Saturday, August 13, 2005


Patriotic Knowledge & Expression

More of both, please

The National Anthem Project aims to reinvigorate the public's interest in our national anthem. (Link via Bookworm.) It's a good idea. Considering the national anthem is sung (or played) before major sporting events, I'm amazed at how many people I run across who don't know the lyrics. Unsurprisingly, given the state of education in this country, fewer still know anything about the history behind the song (e.g. that is has nothing to do with the Revolutionary War).

Something which saddens me more, however, is that so few Americans know much if anything about "The Battle Hymn of the Republic" -- not its lyrics, not its history, not even its name are well known. I must usually cite the first line whenever I ask someone about it. People are at least familiar with that, although many associate it with the South (how ironic!) in some way, particularly with college football teams from the region.

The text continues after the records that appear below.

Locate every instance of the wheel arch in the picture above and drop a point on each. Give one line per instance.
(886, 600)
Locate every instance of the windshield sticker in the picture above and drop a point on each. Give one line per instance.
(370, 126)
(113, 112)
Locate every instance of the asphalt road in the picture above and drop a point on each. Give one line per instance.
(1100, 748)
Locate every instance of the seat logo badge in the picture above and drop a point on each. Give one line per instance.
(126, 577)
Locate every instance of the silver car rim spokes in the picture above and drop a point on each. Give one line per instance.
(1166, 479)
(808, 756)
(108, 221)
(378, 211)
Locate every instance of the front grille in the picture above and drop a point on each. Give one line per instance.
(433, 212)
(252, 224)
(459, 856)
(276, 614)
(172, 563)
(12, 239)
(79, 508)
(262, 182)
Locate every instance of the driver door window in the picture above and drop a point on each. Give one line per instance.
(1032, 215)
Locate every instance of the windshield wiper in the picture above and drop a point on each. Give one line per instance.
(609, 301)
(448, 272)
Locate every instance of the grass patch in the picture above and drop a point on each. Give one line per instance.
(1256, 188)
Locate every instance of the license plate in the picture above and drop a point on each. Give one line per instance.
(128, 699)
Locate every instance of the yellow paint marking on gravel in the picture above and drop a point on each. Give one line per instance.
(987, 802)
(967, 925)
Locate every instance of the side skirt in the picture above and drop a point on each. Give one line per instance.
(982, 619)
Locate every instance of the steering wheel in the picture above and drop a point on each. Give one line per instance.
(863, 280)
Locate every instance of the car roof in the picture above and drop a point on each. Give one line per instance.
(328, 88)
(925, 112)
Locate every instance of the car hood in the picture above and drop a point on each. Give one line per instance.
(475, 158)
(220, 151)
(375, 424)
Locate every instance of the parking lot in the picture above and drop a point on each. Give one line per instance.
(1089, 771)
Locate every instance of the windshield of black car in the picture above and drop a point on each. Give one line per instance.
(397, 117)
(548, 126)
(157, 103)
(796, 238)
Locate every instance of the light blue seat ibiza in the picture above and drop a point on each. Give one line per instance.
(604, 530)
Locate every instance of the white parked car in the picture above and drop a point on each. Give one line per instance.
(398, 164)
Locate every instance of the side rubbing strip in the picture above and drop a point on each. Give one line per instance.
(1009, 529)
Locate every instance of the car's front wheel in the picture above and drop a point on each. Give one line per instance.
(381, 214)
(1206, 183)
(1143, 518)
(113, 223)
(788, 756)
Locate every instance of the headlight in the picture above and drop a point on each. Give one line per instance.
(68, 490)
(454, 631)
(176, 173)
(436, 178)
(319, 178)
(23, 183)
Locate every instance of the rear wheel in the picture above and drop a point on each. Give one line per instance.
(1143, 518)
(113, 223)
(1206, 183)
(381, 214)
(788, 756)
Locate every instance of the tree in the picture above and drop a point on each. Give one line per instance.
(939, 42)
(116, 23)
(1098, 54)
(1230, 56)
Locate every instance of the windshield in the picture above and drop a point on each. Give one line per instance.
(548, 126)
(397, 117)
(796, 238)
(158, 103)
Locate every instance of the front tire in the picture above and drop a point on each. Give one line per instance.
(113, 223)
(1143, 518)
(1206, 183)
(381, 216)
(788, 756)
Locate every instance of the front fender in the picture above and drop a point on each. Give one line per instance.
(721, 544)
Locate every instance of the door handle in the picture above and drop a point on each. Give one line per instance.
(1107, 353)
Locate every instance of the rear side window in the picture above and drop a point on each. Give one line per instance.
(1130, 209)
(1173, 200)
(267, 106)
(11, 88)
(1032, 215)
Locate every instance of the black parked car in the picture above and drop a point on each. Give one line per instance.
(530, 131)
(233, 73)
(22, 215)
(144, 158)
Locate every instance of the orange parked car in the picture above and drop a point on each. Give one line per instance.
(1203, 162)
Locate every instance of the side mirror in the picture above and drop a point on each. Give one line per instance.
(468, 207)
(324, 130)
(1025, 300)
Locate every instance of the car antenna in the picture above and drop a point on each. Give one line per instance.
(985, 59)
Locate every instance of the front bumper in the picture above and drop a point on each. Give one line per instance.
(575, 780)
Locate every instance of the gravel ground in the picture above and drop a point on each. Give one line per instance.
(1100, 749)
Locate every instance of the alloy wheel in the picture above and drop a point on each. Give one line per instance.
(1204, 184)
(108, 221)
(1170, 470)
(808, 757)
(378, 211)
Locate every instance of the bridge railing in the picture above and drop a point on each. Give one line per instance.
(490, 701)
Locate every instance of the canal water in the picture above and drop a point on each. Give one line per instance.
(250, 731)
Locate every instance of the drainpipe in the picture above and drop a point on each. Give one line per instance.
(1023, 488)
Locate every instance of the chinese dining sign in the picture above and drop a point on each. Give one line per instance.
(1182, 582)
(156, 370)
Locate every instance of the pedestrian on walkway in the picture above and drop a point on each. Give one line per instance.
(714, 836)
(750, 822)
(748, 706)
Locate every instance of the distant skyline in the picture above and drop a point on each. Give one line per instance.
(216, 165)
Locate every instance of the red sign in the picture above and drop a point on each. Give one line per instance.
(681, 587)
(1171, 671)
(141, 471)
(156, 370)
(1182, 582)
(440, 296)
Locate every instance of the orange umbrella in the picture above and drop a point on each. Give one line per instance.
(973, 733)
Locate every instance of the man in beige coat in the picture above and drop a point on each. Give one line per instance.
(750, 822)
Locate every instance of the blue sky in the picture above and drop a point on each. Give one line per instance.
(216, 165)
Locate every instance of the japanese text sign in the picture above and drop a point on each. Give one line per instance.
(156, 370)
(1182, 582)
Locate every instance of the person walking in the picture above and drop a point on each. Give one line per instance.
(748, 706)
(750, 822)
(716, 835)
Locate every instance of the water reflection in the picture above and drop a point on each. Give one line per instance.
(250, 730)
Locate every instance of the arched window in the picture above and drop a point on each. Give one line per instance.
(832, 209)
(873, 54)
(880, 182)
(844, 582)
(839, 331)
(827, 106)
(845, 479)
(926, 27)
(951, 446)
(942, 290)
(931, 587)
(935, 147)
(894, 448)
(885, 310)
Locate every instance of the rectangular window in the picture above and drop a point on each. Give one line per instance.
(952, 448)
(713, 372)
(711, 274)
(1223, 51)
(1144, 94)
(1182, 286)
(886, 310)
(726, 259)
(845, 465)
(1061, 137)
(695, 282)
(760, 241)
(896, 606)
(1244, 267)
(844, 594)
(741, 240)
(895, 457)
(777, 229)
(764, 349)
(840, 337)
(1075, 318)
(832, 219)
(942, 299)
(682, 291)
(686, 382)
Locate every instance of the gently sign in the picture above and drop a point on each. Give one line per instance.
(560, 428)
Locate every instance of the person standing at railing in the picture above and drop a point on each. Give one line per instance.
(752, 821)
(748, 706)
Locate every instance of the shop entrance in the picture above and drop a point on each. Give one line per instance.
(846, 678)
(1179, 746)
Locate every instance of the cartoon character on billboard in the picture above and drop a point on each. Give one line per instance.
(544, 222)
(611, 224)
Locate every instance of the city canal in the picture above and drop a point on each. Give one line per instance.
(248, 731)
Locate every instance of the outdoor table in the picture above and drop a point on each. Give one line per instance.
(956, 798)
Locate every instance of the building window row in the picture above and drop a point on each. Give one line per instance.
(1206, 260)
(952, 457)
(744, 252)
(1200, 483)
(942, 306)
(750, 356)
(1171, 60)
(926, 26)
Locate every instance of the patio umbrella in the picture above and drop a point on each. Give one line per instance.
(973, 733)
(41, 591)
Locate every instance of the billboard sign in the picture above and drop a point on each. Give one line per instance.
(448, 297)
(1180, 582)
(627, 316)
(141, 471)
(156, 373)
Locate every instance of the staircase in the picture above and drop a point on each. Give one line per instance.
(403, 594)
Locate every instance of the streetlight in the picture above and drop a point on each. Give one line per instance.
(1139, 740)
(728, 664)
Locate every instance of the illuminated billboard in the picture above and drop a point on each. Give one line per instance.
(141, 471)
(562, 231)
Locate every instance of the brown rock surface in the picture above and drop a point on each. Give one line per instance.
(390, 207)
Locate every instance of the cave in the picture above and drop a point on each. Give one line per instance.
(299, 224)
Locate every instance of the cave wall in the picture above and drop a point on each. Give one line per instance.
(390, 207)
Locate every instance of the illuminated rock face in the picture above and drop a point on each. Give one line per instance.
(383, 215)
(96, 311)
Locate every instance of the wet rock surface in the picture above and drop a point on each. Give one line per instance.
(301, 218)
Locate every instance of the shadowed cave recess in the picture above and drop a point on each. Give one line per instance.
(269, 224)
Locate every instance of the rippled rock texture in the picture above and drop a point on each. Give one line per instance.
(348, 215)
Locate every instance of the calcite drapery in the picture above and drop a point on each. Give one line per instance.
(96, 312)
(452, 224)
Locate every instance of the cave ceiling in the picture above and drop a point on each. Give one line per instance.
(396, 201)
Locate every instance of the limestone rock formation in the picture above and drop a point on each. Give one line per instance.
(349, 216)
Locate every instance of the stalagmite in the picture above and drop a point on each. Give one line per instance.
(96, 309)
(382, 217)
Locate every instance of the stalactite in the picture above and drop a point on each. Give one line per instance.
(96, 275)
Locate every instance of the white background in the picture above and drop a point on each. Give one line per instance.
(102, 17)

I was quite shocked at the reaction a number my friends had to my suggestion that that it replace or precede the national anthem at sporting events, particularly the very first MLB and NFL games after the September 11 attacks. They just didn't make the connection. A few were actually offended by the idea. As I see it, collective displays of patriotism should, at least occasionally, consist of more than just expressions of love for the country, or of dissent (ha ha). We should commemorate days of national significance, like Memorial Day and Veterans Day. And September 11 and December 7. (Perhaps May 8 and August 14 as well.) Singing America's fight song is a particularly appropriate way to do this. Especially to commemorate September 11, as it would serve as a patriotic reminder of the gravity of the situation in which we currently find ourselves.

(Hey Bill O and Matt O, do either of you remember which version of The Battle Hymn's fifth verse we were taught in grammar school? I certainly do. Vividly. And truthfully, I thought the fifth verse was the last verse as I don't recall being taught that sixth verse at all.)

Writing about this I'm reminded of my first trip downtown after the Sep 11 attacks. That Saturday, I went to meet a friend at his office in a building near East Wacker Drive, a double decked road on the south bank of the Chicago river which was undergoing reconsruction. Walking there from the LaSalle Street Station, I saw for the first time the concrete barricades surrounding many of the buildings. The Loop seemed unusually quiet, more like a Saturday in January than in September. It was all very depressing. But as I came nearer his building, I heard a sax playing 'The Battle Hymn of the Republic' over and over. I thought this was pretty cool.

When my friend and I left his office about four hours later, I could hear the sax still playing it. Though we were in a hurry and he was utterly indifferent to the situation, I insisted we seek out the saxophonist, something which turned out to be unexpectedly difficult. We could hear the music over a block-wide area, but we just couldn't locate the source. I finally spotted the guy on a large mound of dirt right underneath the road, a support pier at his back. I'd never before (or since) seen a street musician in such an inaccessible spot. There was a reasonable amount of pedestrian traffic and the music could be heard across a wide area; possibly it could even be heard on the other side of the river. But I wondered how he expected anyone to get near enough to tip him. It wasn't until after we got on the el that I realized he wasn't interested in tips at all -- he had chosen that spot because its combination of location and acoustical properties projected maximum effect.

Upon realizing this, I felt a little ashamed of my cynicism. I've thought differently of street musicians ever since, though I have yet to tip one.